The magnitude and persistency of somatic symptoms are relatively straightforward to measure, but it takes careful clinical judgment to determine when the thoughts, feelings, and behaviors are sufficiently excessive to warrant a diagnosis. How do the patient’s cognitive, affective, and behavioral responses to physical symptoms compare with other patients’ responses with the same severity of medical illness? The same sort of judgment about proportionality is necessary in making other psychiatric diagnoses (e.g., is a patient’s anxiety or depressive symptoms outside the normal range in response to a particular stressor?).
Research Challenges
There is good face validity to the DSM-5 somatic symptom disorder criteria, and field trial data support their reliability (
6). Recent studies (
7,
8) suggest that, when compared with DSM-IV, the DSM-5 somatic symptom disorder diagnosis represents an improvement in predictive, construct, and descriptive validity, but much more research is needed. How reliable is the diagnosis when made by a nonspecialist? How stable is the diagnosis over time? Should the criteria be more restrictive? There is also a need to operationalize the criteria for epidemiological studies in the general population. The wording of questionnaire items is extremely important because they greatly influence estimates of prevalence. The best inventories will be those that are composed by epidemiologists working closely with clinicians who are familiar with somatic symptom disorder.

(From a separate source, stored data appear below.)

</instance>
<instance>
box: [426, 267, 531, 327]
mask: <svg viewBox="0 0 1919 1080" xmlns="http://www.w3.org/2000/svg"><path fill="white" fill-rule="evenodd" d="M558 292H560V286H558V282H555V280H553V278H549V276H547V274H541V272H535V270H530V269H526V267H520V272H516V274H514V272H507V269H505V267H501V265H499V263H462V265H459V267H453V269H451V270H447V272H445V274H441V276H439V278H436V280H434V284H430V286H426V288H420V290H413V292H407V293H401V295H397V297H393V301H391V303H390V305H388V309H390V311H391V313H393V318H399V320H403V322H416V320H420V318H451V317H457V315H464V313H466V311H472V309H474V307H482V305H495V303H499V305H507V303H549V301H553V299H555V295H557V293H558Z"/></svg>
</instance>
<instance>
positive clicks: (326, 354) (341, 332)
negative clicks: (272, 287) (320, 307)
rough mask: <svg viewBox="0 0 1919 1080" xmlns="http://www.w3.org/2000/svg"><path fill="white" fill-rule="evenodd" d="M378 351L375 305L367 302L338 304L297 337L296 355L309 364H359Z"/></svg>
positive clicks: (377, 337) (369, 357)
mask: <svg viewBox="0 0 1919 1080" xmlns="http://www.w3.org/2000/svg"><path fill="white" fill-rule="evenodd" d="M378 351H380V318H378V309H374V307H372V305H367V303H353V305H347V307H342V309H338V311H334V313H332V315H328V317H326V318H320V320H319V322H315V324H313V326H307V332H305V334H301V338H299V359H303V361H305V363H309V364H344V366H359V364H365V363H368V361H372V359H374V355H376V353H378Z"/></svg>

The relationship of somatic symptom disorder with other psychiatric disorders needs more study. How often does this disorder co-occur with depressive disorders or panic disorder? How is the clinical course affected by the co-occurrence of somatic symptom disorder with another psychiatric disorder?
The neurobiology of somatic symptom perception will be a critical area for future research. At least three intellectual strands will facilitate this work: neural imaging, laboratory studies of somatic symptom amplification, and studies of how inflammatory factors influence symptom reports.
For the past 40 years, psychiatric practice has been enriched by extensive clinical trials in the treatment of anxiety and depression. With some notable exceptions, there have been relatively few clinical trials in this area of psychopathology (
9). Given the increased and timely emphasis on integrating psychiatric and general medical care, one hopes that the new diagnosis of somatic symptom disorder will facilitate clinical trials that can change practice to deliver optimal care for such patients.
Acknowledgments
The authors thank their colleagues on the Somatic Symptom Disorders Work Group, whose scholarship has so greatly enriched the field.